Estos seres, a diferencia de ustedes, se muestran radiantes puesto que, al estar rodeados de “yo”, el resto de ámbitos, desasosiegos y ofuscaciones queda deportado a la segunda división. Quién no conoce a ese elemento que aterriza en su lugar trabajo a la hora que le da su inviolable gana “porque yo lo valgo” y está por encima del bien y del mal, incluso de sus superiores. Esa persona que, aunque usted lleve 3 años almorzando a su lado cada día, no se ha percatado aún de su existencia (la de usted).

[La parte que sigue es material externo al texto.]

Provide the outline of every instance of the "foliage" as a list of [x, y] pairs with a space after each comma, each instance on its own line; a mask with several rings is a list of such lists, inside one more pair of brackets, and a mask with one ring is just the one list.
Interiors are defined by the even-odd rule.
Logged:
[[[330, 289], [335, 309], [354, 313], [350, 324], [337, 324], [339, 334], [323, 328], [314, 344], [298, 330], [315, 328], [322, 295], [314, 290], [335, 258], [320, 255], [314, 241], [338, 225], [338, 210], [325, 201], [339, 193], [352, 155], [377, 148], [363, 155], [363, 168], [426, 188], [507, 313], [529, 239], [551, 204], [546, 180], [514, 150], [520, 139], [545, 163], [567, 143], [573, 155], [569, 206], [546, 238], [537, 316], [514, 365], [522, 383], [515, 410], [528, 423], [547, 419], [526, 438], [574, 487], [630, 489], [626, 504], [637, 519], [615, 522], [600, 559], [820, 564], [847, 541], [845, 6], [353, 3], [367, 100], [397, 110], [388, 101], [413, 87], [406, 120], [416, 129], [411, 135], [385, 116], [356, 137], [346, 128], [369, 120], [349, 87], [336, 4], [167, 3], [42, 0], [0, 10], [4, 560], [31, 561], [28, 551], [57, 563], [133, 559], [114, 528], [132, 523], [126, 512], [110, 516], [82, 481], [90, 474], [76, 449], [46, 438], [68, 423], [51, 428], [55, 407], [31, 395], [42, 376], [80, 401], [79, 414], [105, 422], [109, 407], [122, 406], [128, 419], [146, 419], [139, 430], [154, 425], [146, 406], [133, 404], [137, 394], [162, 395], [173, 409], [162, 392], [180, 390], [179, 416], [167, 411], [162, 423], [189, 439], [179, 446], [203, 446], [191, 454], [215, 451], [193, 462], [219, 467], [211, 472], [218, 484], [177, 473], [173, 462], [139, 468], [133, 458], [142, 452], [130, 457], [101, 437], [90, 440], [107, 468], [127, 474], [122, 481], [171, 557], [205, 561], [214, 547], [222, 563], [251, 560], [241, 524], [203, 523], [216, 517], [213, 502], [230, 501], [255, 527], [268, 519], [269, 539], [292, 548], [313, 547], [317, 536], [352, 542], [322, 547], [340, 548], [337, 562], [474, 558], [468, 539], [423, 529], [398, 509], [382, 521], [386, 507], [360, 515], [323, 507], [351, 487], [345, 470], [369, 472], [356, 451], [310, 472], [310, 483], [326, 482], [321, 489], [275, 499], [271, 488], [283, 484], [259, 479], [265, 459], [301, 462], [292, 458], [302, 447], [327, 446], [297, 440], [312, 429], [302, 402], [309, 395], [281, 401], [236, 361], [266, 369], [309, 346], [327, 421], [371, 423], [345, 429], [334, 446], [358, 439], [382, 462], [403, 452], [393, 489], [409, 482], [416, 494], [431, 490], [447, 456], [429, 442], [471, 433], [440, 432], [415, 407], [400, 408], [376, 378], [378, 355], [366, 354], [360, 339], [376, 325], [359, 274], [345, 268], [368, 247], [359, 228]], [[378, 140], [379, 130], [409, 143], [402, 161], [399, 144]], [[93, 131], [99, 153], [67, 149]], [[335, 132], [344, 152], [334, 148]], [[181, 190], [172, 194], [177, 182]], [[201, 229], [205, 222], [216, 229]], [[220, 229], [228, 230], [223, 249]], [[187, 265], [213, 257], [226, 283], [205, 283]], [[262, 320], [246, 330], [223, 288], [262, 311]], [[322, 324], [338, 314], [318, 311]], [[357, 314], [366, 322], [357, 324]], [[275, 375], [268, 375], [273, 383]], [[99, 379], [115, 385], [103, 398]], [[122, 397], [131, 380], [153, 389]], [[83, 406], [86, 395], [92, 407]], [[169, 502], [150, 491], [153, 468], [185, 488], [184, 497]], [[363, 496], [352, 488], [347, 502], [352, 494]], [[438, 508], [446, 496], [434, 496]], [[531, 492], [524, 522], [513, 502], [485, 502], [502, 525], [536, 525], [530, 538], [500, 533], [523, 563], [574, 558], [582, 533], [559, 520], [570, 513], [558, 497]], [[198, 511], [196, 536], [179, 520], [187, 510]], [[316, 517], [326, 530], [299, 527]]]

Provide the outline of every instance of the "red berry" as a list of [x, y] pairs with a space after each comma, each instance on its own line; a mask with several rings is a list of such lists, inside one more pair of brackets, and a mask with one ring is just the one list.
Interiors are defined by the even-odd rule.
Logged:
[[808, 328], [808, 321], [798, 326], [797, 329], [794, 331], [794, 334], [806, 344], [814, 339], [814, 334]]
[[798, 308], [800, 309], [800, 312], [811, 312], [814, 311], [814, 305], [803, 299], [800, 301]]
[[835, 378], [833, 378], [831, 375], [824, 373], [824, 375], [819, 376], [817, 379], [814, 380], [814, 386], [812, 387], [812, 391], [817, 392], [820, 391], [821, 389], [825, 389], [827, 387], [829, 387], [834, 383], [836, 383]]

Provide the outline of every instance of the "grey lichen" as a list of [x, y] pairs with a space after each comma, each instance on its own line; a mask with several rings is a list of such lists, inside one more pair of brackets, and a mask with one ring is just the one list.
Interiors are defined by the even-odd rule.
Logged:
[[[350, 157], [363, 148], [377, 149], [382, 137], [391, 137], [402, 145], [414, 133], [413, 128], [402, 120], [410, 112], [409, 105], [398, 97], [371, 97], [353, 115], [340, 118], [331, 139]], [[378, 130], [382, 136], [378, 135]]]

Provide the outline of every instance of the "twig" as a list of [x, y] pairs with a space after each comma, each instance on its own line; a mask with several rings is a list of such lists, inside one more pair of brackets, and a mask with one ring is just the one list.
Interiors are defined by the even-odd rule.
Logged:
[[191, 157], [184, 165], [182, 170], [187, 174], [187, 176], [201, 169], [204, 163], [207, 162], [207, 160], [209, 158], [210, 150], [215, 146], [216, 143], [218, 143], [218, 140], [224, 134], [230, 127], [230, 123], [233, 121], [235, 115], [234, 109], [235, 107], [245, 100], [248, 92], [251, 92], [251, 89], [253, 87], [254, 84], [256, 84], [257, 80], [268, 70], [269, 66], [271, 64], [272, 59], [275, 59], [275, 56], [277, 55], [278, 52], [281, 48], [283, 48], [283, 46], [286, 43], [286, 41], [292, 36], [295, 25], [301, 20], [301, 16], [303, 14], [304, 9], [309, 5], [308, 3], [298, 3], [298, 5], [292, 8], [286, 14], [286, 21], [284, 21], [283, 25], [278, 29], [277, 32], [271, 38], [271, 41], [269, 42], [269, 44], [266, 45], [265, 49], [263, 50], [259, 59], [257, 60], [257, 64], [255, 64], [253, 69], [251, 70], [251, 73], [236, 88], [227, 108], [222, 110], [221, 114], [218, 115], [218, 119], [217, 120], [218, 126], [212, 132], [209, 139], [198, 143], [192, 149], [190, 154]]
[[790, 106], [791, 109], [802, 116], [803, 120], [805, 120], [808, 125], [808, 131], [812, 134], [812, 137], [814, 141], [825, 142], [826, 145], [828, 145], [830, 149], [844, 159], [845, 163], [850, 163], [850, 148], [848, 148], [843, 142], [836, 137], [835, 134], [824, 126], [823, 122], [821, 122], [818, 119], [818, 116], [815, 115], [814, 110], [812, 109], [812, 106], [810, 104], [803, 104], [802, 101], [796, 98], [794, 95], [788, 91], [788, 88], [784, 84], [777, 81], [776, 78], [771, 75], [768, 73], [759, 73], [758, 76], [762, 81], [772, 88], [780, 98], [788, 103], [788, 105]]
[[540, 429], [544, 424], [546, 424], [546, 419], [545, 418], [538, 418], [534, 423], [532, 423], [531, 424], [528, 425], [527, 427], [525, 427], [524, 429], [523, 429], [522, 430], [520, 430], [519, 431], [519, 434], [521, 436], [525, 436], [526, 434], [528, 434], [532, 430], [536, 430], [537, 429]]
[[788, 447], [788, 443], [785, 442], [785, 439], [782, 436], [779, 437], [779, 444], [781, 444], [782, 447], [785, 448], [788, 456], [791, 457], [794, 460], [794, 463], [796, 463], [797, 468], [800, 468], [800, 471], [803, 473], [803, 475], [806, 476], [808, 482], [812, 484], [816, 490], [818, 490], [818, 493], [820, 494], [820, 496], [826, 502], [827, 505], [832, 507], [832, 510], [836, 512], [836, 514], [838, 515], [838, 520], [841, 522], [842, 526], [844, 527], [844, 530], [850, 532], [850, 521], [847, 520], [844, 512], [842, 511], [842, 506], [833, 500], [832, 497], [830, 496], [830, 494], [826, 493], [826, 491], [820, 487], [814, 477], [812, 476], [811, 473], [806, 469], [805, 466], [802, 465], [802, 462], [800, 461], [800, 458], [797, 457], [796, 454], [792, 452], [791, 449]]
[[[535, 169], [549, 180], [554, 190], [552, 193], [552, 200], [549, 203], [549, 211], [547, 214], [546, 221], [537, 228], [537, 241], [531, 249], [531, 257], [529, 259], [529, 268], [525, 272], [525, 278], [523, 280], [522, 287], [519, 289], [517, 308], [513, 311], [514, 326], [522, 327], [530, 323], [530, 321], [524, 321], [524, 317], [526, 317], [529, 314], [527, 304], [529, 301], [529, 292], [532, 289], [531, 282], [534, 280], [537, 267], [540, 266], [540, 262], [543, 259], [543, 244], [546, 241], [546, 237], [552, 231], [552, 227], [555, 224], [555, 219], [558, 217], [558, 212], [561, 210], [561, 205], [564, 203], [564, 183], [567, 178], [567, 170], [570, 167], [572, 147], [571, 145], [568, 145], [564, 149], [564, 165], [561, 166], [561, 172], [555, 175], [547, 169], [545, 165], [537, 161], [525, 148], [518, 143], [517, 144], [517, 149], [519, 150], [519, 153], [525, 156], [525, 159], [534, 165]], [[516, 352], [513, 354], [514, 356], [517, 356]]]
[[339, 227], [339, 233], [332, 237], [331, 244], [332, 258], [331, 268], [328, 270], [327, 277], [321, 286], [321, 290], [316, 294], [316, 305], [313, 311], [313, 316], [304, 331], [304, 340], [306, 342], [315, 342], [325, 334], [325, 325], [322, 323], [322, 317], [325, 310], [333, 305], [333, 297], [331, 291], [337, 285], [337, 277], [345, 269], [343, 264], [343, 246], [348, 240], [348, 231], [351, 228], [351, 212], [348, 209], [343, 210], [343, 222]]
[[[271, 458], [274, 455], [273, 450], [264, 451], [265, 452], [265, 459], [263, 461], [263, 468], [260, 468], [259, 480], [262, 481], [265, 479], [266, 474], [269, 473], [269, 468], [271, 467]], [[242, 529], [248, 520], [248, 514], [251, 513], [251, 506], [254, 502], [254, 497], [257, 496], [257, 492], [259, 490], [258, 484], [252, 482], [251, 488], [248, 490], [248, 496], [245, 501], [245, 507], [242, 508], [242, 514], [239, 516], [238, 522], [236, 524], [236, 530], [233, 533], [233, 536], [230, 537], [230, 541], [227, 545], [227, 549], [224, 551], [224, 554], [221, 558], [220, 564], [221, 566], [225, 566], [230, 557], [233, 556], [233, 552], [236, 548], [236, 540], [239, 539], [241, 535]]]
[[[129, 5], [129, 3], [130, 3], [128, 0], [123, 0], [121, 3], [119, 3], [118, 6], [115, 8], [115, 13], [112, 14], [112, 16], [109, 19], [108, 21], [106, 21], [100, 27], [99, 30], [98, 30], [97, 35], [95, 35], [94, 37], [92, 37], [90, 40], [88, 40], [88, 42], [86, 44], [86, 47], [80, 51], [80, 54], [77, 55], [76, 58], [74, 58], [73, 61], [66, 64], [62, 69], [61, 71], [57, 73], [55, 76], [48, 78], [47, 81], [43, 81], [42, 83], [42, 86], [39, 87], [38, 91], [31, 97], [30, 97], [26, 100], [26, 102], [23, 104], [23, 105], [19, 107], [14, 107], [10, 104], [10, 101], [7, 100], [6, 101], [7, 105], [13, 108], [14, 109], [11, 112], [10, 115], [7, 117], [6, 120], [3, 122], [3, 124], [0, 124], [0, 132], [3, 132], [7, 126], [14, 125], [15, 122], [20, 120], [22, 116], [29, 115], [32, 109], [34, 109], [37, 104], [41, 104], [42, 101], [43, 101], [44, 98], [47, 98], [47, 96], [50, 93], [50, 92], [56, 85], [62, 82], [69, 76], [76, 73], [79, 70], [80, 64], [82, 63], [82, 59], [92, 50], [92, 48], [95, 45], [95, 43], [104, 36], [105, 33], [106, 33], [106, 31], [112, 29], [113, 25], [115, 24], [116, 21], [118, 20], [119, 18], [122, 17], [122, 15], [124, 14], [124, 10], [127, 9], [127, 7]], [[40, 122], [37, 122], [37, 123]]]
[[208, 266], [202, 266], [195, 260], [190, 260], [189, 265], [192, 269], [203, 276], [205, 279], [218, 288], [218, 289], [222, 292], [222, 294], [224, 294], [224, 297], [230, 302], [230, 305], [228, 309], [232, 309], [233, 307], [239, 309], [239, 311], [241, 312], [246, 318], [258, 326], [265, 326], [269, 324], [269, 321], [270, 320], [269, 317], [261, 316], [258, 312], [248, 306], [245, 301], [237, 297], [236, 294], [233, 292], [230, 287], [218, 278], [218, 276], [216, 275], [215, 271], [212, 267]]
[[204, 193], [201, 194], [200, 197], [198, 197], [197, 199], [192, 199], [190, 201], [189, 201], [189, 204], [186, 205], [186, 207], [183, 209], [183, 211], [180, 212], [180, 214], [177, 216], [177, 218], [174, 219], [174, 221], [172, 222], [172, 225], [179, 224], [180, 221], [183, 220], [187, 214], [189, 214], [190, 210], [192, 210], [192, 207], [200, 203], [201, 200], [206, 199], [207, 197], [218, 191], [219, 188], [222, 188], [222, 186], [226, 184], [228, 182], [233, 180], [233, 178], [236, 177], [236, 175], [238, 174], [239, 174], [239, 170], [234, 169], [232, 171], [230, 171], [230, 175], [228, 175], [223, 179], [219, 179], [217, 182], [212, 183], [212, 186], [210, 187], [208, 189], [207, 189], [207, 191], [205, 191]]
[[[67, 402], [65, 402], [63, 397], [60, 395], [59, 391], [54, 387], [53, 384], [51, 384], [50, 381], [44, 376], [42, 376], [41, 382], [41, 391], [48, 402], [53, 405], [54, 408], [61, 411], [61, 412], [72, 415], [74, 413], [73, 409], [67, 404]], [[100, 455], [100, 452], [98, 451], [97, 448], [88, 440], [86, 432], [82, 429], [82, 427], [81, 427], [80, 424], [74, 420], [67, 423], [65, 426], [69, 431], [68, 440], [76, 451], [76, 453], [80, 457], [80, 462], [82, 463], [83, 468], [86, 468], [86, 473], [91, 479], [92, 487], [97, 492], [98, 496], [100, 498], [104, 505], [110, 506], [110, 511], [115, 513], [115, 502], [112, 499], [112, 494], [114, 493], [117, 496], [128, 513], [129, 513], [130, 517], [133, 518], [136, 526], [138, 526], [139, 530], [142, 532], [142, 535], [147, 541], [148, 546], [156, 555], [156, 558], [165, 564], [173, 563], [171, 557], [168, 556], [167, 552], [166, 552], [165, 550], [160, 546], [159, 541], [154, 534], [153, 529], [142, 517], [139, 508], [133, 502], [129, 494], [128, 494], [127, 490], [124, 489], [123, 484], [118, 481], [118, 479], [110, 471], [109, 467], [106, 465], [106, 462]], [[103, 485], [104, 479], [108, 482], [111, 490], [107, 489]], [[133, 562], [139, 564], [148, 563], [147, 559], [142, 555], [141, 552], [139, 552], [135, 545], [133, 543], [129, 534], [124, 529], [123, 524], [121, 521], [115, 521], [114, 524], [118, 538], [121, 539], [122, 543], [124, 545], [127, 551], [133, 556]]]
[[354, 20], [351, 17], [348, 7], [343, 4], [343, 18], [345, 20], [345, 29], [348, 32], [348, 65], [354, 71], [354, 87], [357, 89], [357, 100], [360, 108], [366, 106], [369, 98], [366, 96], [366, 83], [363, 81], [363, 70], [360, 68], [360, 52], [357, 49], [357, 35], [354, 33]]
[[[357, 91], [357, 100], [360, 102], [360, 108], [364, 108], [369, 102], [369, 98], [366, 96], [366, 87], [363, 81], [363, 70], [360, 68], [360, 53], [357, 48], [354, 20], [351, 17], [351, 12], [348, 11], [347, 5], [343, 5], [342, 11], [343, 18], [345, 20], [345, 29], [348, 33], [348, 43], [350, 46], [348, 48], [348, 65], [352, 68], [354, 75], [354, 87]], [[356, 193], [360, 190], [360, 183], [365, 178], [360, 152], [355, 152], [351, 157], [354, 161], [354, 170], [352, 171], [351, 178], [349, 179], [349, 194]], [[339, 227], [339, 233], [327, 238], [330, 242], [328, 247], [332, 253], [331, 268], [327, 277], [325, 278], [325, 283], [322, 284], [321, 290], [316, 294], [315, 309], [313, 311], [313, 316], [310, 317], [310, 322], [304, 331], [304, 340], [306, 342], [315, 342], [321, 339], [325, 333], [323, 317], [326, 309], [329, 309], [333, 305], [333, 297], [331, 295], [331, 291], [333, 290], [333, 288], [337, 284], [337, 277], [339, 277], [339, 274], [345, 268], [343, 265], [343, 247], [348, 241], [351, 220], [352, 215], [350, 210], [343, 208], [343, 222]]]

Quizá piense usted, en tanto descubre arrugas en su camisa y polvo en sus zapatos, se trate de una cuestión de intransigencia y hostilidad social, que usted no es apropiado para formar parte de la burbuja de escasas tramas y tópicos que puedan interesar a estos mortales autoconsiderados como imprescindibles. Haga un acto de regresión mental: tal vez no prestó la conveniente atención aquella vez que esta persona le hizo partícipe de su preocupación por la más absoluta nimiedad relacionada con su “yo” (el de ella).

A estas personas les importa un descomunal carajo que usted se encuentre departiendo con su jefe, en un corrillo de cafetera o que se le haya muerto la madre o el ornitorrinco que le compró una vez a un subsahariano en una terraza mientras se tomaba la novena ronda de tubos de cerveza (usted, no el negrito).

se-lo-pasan-bomba-conmigo.jpgEstas almas ni tan sólo se toman la molestia de permitirse cinco segundos de tregua en su vorágine particular con objeto de calibrar el tema de conversación o la disposición anímica de las inminentes víctimas. Llegan violentamente golpeadas por su propio ego y no tienen el más mínimo reparo en interrumpir la dinámica existente hasta su llegada para exclamar cualquier gilipollez. Y ustedes venga a reír la ocurrencia y, por ende, a aparcar el tema de conversación hasta que el toro en la cacharrería decida que ya tienen ustedes suficiente ración de ego ajeno (por el momento).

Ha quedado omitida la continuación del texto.